『トルコ現代史』 存在感増す背景に帝国600年の貫禄

2024.03.25 00:00

今井宏平著/中央公論新社刊/990円

 休暇で2週間トルコと北キプロスに行ってきた。北キプロスの観光化も驚いたが、それよりなにより驚いたのがトルコの観光費用の高騰だ。

 トプカプ宮殿1500リラ(7000円超え)、アヤ・ソフィア25ユーロ、カッパドキアの郊外ツアー1日72ユーロ。

 目ん玉飛び出る、とはこのことだ。いずれもトルコ国民は7~8分の1か無料、あるいは全国共通博物館年パス購入で限りなく無料に近くなる。国際空港内の物価高もえげつなく、エルドアン大統領、取れるところからガッツリいく。私はいわゆる“外国人料金”に賛成の立場だが、例えば京都がここまで振り切るのはまず無理だろう。

 トルコを見ていて最近特に感じるのは、外交がうまい、というか「いいとこ(目立つとこ)で出てくる」。紛争の仲介役だったり、自国の意思表示だったり。ロシア、中国、イラン、欧米、どことも仲良くなりすぎず大げんかもせず。混迷する世界のなかで、今後トルコの存在感て大きくなるんだろうな。

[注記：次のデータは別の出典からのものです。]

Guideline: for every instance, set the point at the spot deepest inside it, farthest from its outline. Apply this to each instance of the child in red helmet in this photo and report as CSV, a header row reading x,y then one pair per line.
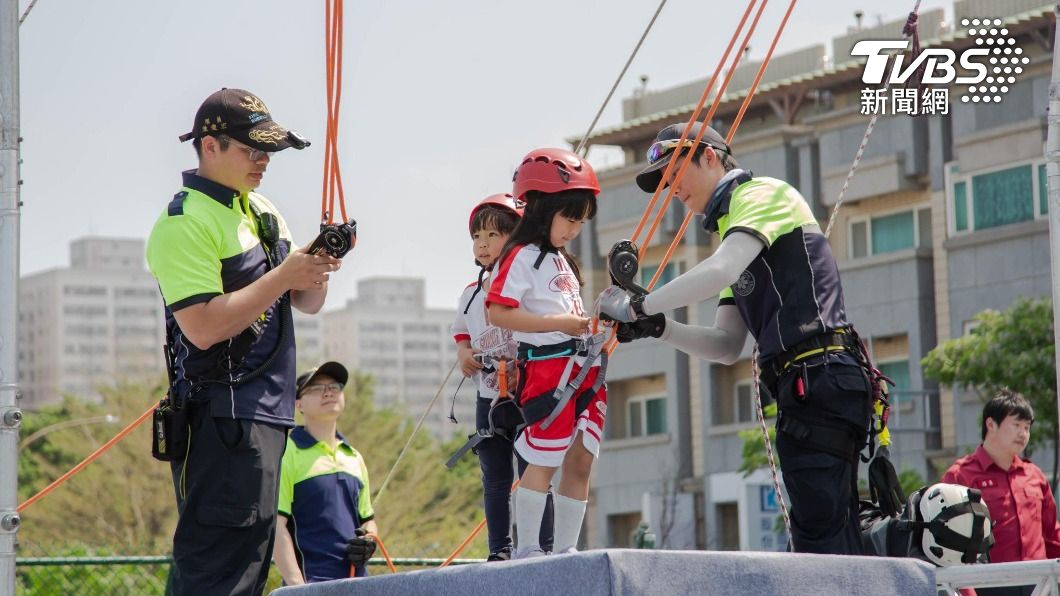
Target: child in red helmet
x,y
535,293
491,223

 というわけで、正直、建国の父ムスタファ・ケマルとエルドアン大統領しか知らないトルコの近代をおさらいしようかなと、現代史を分かりやすくまとめた本書を手に取った次第。

 オスマン帝国の否定と政教分離を目指した当初の国家方針から、軍部のクーデターや改革を経て、自らを「ブラック・テュルク(貧しい地方在住の保守的で宗教心が篤い層)」と位置付け支持を集めたエルドアン時代が到来した。入場料の極端なトルコ人優遇もその一環なのだろう。内政問題も抱えつつ、外交にも積極的。時折見せる堂々たる「大国」っぷりは、オスマン帝国600年の貫禄のなせる技なのだろうなあと、トプカプ宮殿のきらびやかな財宝を眺めながら再認識したのであった。

山田静●女子旅を元気にしたいと1999年に結成した「ひとり旅活性化委員会」主宰。旅の編集者・ライターとして、『決定版女ひとり旅読本』『女子バンコク』(双葉社)など企画編集多数。最新刊に『旅の賢人たちがつくった 女子ひとり海外旅行最強ナビ』(辰巳出版)。京都の小さな旅館「京町家 楽遊 堀川五条」「京町家 楽遊 仏光寺東町」の運営も担当。